GEOGRAPHY
People and Cultures of Latin America
*Most of Latin America was settled by the Spanish and Portuguese.
They intermarried with the local Indian tribes, producing
mestizos. They also imported many African slaves, and, in some
cases, intermarried (or at least interbred) with them, producing
mulattos. All parts of Latin America have some mixture of these
races.
*All parts of Latin America (except, of course, the English and Dutch
parts) are heavily Roman Catholic, although some parts also mix
Catholicism with native or African religions, one result of which is
Voodoo.
*Most of Central America is a mixture of European, Indian, and mestizo
races and cultures, as is most of the Latin Caribbean.
*Venezuela and Columbia tend to have higher percentages of
African-descended peoples, and a greater percentage of mulatto people,
but they also have many mestizo and European people as well.
*The Guyanas and most of the non-Hispanic Caribbean are mostly black,
being descended primarily from African slaves.
*The Andean nations, Ecuador, Peru, Bolivia, and Chile, as well as
Paraguay, have very high proportions of mestizo and more or less
pure-blood American Indians, although some of these nations,
particularly Chile, have a small but influential European elite.
*Brazil is one of the most mixed of all Latin American nations, and,
while the upper class remains mostly white and the favelas are still
predominantly black, there is still a great deal of opportunity for
people of all races and mixtures of races.
*Argentina and Uruguay are mostly European in background, partly
because of a great deal of European immigration there in the 19th
century (at much the same time that many people went to the USA).
*In some heavily Indian nations, Indian languages retain official
status: Bolivia and Peru place Quechua and Aymara—old Inca
languages--alongside Spanish, and Ecuador also preserves Quechua.
Paraguay uses Guarani, the language of many of its pre-Columbian
peoples, and Mexico and Guatemala recognise a number of Mayan
languages, most notably Nahuatl.

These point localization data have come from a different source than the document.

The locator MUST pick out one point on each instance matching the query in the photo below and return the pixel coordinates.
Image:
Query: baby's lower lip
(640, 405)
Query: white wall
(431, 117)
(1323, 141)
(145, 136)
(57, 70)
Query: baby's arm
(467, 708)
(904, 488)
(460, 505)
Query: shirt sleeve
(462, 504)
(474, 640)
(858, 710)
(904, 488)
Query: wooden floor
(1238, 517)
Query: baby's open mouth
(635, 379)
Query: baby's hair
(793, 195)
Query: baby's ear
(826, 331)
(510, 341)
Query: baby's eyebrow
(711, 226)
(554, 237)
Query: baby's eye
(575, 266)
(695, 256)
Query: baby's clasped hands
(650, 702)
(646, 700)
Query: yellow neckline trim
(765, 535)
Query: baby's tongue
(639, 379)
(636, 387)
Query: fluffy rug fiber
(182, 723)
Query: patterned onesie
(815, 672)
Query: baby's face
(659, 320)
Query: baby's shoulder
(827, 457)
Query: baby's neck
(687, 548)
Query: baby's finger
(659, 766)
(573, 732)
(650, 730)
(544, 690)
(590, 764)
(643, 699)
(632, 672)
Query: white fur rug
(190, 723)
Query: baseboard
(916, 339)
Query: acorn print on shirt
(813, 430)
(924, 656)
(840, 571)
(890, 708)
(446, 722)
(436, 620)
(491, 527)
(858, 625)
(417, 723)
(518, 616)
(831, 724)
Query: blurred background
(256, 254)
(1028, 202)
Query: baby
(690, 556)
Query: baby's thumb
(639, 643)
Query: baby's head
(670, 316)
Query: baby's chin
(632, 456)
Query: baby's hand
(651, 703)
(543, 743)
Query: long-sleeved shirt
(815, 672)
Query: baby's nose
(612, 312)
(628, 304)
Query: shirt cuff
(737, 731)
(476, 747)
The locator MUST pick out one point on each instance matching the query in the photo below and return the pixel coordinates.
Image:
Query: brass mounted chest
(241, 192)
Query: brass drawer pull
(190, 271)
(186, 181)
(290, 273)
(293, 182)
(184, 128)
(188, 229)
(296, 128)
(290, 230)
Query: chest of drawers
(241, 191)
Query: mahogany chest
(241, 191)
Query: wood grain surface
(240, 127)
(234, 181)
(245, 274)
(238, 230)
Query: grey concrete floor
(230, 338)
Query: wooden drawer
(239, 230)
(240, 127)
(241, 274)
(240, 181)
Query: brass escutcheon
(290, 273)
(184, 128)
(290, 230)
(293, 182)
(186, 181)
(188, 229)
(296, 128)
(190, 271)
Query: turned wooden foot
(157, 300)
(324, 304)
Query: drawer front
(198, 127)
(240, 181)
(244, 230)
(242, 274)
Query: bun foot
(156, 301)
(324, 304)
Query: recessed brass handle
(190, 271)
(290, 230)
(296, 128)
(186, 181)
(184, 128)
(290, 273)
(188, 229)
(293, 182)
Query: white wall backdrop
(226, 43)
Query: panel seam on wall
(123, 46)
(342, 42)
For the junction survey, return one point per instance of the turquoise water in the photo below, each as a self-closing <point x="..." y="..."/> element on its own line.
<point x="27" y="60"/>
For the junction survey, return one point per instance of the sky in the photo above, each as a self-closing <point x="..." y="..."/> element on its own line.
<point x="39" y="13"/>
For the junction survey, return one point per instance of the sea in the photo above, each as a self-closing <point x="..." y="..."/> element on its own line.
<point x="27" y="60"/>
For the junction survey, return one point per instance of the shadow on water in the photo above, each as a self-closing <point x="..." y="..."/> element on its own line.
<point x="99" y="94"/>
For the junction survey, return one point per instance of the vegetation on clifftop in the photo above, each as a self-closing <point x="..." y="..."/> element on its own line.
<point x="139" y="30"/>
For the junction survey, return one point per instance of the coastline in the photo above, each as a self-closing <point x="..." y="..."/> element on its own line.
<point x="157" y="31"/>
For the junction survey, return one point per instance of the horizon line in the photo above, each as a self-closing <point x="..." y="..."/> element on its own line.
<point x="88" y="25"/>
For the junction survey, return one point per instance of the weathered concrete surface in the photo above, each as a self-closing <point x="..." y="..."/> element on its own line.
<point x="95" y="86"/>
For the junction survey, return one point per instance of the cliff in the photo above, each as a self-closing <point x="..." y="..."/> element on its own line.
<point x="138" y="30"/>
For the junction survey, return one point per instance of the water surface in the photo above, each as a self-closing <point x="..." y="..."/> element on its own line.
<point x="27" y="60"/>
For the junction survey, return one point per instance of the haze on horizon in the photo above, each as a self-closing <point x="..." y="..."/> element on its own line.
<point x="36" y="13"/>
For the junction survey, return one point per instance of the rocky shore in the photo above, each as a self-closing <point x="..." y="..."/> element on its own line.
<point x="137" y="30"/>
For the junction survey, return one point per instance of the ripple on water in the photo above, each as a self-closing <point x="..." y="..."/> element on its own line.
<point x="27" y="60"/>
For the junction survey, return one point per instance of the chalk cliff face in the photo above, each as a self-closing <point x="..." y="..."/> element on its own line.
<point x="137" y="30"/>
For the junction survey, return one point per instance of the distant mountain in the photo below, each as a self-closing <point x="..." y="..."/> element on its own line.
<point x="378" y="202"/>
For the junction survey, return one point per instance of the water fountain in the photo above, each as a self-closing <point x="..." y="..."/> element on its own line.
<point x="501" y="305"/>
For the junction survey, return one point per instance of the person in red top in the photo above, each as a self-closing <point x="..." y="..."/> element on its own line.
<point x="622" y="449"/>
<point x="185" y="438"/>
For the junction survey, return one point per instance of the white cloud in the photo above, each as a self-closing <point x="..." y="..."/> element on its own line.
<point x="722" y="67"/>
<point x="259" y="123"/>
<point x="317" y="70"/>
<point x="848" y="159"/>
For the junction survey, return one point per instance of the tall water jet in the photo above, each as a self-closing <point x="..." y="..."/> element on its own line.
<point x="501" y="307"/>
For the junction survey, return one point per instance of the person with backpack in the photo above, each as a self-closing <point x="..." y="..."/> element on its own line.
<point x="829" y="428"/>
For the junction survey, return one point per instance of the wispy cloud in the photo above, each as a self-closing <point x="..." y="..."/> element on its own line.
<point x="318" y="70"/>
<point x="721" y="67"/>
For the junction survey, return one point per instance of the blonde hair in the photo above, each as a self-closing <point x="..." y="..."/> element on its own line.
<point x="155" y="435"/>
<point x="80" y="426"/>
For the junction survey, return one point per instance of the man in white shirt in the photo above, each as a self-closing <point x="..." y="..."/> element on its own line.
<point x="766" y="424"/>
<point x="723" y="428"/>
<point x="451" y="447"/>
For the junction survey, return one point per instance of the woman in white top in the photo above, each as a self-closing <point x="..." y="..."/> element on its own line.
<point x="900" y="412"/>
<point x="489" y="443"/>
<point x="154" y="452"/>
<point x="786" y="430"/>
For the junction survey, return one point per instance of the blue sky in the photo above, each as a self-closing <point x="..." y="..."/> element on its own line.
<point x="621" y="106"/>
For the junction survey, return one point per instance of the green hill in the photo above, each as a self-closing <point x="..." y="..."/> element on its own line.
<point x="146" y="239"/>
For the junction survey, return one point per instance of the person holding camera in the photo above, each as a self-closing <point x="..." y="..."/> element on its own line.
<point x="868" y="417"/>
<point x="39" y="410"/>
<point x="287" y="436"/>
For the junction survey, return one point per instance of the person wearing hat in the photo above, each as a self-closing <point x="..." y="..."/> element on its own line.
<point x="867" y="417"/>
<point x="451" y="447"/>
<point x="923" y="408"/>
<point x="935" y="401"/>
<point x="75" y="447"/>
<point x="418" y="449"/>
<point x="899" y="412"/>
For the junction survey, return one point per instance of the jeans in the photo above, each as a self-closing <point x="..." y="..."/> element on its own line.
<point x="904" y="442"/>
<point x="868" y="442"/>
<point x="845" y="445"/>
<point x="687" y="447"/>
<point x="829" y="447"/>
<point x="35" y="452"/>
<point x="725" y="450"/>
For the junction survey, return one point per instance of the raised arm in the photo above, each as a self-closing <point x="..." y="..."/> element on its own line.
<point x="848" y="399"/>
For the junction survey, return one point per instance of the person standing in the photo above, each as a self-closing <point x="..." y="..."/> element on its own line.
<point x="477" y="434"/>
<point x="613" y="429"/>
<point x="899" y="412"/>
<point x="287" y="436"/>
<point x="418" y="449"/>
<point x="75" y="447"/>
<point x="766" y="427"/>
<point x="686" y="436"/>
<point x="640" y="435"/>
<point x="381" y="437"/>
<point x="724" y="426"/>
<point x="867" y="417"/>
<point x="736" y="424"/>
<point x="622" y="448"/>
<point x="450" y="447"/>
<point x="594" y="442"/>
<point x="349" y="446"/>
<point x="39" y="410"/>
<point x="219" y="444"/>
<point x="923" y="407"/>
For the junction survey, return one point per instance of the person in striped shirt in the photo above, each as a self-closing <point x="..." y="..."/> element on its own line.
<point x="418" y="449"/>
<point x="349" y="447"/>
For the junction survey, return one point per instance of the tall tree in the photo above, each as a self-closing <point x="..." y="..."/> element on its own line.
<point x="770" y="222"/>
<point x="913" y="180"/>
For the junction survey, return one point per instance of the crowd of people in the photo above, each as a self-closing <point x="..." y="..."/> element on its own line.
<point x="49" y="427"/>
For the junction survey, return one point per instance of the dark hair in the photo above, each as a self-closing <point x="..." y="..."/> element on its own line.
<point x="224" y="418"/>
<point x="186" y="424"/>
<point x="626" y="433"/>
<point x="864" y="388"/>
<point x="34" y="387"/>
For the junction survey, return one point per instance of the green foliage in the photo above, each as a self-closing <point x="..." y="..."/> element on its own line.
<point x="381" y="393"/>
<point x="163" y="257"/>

Creole is a name given to mixed
languages created by the merging of African, Indian, and European
languages, and African-French Creole is a recognised language in Haiti,
and other Creoles are used throughout the Caribbean.
*Football is the most popular sport in most of Latin America, although
baseball is popular in many of the West Indies, and cricket is played
in most of the current and the former British colonies in the
region. Mexicans and Cubans also play a sport called jai alai, in
which balls are caught and thrown with baskets tied to players’ wrists.
*Latin Americans share much of the same music and the same television
(especially tellenovellas), but they also have some differences.
Dancing is very popular in most of Latin America, and different regions
have their specialties: the Cha-Cha comes from Haiti, Mambo
dancing from Cuba, and the Tango is from Argentina and Uruguay.
*Latin Americans love to party, and, as Catholics, many of their
parties fall on religious holidays or feasts—hence the name
fiesta. The most famous is Carnival, which takes place the week
before Lent (sort of like a week-long Mardi Gras). One of the
largest Carnival celebrations is held in Rio de Janeiro.